Frank Tortorello, Ph.D., currently works as a subject matter expert on people, culture, and leadership for the United States Senate Sergeant-at-Arms Office Cybersecurity Department. In this role, he addresses topics ranging from organizational design to individual/team resilience to managerial effectiveness in the service of protecting the legislative process of the United States.
Dr. Tortorello’s doctorate is in cultural anthropology from the University of Illinois at Urbana-Champaign. For his doctoral research, he participated in training with active-duty United States Marines to understand the connection between cultural values and leadership. Specifically, Dr. Tortorello focused on how the Corps trains Marines to be courageous.

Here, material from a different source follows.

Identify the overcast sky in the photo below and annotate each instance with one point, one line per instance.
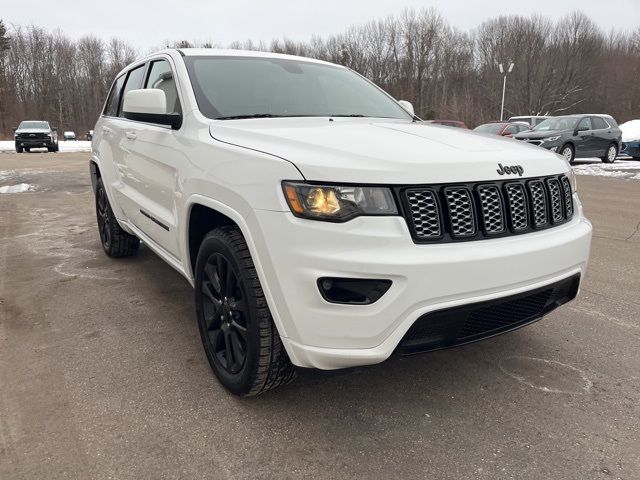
(148, 24)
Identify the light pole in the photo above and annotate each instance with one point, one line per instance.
(504, 85)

In 2022 he published his first book, A Realist Account of Stress, PTSD, and Resilience: Lessons from the United States Marine Corps, was published in 2022 by Routledge Press, based in part on his doctoral research and on novel ethnographic research with active-duty Marines. He draws on this research to deliver the Resilience-Building Leader Program (RBLP) curriculum as a certified trainer. He also grounds his approach to teaching the RBLP curriculum in his 30+ years of people-focused professional engagements with organizations ranging from the National Reconnaissance Office to the University of Pennsylvania to Merrill Lynch.
Dr. Tortorello’s research interests include the relationship between theory and evidence, the proposition that leadership and resilience are value-oriented, value-driven ways of life rather than qualities or states of an individual, and the ways in which organizations en-/disable their members or employees.
Dr. Tortorello resides in Burke, Virginia.